To shut this voice up forever, says Woolf in “The Intellectual Status of Women”, women need more than education. It is necessary to educate and emancipate men as well as women so that they can understand which space they are to occupy in life: “a man has still much greater facilities than a woman for making his views known and respected” (AWE, p.39). If emancipation does not occur for both “we shall remain in a condition of half-civilised barbarie” (ibid).
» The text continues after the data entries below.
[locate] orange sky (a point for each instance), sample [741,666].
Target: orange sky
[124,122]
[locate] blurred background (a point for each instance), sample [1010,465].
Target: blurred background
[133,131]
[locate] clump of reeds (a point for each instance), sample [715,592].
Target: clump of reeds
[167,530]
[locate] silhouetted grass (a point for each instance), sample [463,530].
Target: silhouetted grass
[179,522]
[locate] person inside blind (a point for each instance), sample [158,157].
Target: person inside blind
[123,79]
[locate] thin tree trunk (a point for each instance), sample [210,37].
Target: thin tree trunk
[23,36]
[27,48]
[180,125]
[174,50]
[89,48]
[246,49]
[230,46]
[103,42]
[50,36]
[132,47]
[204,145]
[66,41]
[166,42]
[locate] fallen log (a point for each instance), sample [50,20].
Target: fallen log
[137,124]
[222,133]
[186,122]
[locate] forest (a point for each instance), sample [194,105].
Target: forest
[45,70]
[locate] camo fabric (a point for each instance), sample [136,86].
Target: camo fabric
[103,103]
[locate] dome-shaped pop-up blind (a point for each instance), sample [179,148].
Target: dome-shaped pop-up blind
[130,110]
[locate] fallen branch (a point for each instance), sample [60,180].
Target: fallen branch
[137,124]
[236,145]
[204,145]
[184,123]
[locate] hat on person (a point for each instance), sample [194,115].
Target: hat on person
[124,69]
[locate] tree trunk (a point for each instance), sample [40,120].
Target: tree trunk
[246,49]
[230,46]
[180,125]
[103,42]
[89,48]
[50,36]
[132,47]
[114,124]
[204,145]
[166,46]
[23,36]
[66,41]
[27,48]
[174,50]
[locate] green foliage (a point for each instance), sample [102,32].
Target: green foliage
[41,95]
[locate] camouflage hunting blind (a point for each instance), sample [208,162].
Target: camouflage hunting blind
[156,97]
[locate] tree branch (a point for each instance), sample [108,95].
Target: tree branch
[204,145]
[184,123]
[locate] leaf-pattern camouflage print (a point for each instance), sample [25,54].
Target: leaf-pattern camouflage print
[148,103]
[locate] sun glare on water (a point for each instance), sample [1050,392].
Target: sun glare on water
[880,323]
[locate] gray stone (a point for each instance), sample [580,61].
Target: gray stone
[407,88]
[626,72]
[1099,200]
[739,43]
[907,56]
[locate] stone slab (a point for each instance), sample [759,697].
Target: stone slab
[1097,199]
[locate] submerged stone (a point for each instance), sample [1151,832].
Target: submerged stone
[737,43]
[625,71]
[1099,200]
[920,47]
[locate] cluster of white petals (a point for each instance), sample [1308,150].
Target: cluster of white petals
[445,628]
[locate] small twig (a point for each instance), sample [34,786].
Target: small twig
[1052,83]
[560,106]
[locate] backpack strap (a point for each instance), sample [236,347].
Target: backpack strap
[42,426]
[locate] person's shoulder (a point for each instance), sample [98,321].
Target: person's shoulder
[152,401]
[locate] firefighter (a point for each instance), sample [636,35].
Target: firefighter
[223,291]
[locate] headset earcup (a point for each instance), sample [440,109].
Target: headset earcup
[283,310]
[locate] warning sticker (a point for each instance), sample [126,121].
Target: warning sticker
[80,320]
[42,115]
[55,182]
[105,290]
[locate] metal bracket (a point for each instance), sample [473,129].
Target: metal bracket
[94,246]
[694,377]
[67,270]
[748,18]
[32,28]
If such an ardorous defence of the woman’s right to education, to a place in society, is ‘minor’ feminism, we must start at once redefining concepts for the way they stand are not good enough. Woolf’s voice, despite is disappearance in the collective ‘we’ is highly political and, as already said, in favour of, not against, women. I definitely agree with Rachel Bowlby when she says that Woolf’s politics and statements are “anything but conservative”. According to her, Woolf “was forever tugging at issues to do with the effects upon writing of having or not having wealth, having or not having education” (p.233). Woolf’s impersonal claim means much more than the mere denial of authority. She herself established her own authority “(even as she attempted to undermine that authority through irony and parody) as she critiqued the work of her contemporaries” (p.16), as Rosemberg and Dubino argue.
The essay may have started in a gentlemanly and elitist context but in Woolf’s hands it has been transformed into a vehicle for popularising literature and for defending the rights of those in the borders, be it women or Woolf’s common readers. This is I believe a form of rebelling against conventions, against the tradition and against all kinds of pre-conceptions that place the essay under a marginal light. Fortunately barriers exist to be broken and Woolf has done that both by means of her fiction and her more than 500 essays.
izabel@fapeal.br
NOTES
1 This essay was read during the XXX SENAPULLI, The Brazilian National Conference for University Teachers of Literatures in English, hosted by ABRAPUI (Brazilian Society for University Teachers of English) and held in July 1998 in Atibaia, São Paulo, Brazil. Its published version in Portuguese is called “Virginia Woolf e o ensaio sob o olhar feminista” (see RAMALHO, Christina (org.). Literatura e feminismo: propostas teóricas e reflexões críticas. Rio de Janeiro: Elo, 1999, p. 227-236).
2 Quoted by Rachel Bowlby in her Feminist Destinations and Further Essays on Virginia Woolf (Edinburgh: Edinburgh University Press, 1997), p.221. Page references are, otherwise stated, to be found in the text.
3 See ibid.
4 “Que csais-je?: Virginia Woolf and the Essay as Feminist Critique” in Rosenberg and Dubino’s Virginia Woolf and the Essay, p. 277. Hereafter page references are to be found on the text.
5 See “A Voice of One’s Own: Implications of Impersonality in The Essays of Virginia Woolf and Alice Walker”. in R.-E. Joeres and Mittman (eds.). The politics of the Essay (Bloomington & Indiana: IUP, 1993), p. 131-47.
6 See for this particular point Bachelard’s The Poetics of Reverie (1960).
7 In an essay on Edmund Gosse, a literary critic, quoted by Rachel Bowlby in the Introduction of A Woman’s Essays, Woolf says that “Like all critics who persist in judging without creating, he forgets the agony of childbirth…”, (p. xvi). As for Bachelard, see for this particular point his The Poetics of Space (1957).
8 Elena Gualtieri. “The Essay as Form: Virginia Woolf and the Literary Tradition”, p.61. in Textual Practice (Glasgow: Routledge, 1998), vol.12 (1), p.49-67.
9 In Virginia Woolf and the Essay, edited by B. C. Rosenberg & J. Dubino (Hampshire & London: Macmillan, 1997), p.257-73.
10 Woolf’s essays quoted in this paper are taken from A Woman’s Essays (hereafter to be referenced as AWE in the text) and The Crowded Dance of Modern Life (hereafter to be referenced as CDML in the text), edited and introduced Rachel Bowlby (London: Penguin Books, 1992 and 1993).
11 Margret Brügman in “Between the Lines: on the Essayistic Experiments of Hélène Cixous in ‘The Laugh of the Medusa’”, in Joeres & Mittman (1993, p.74-5).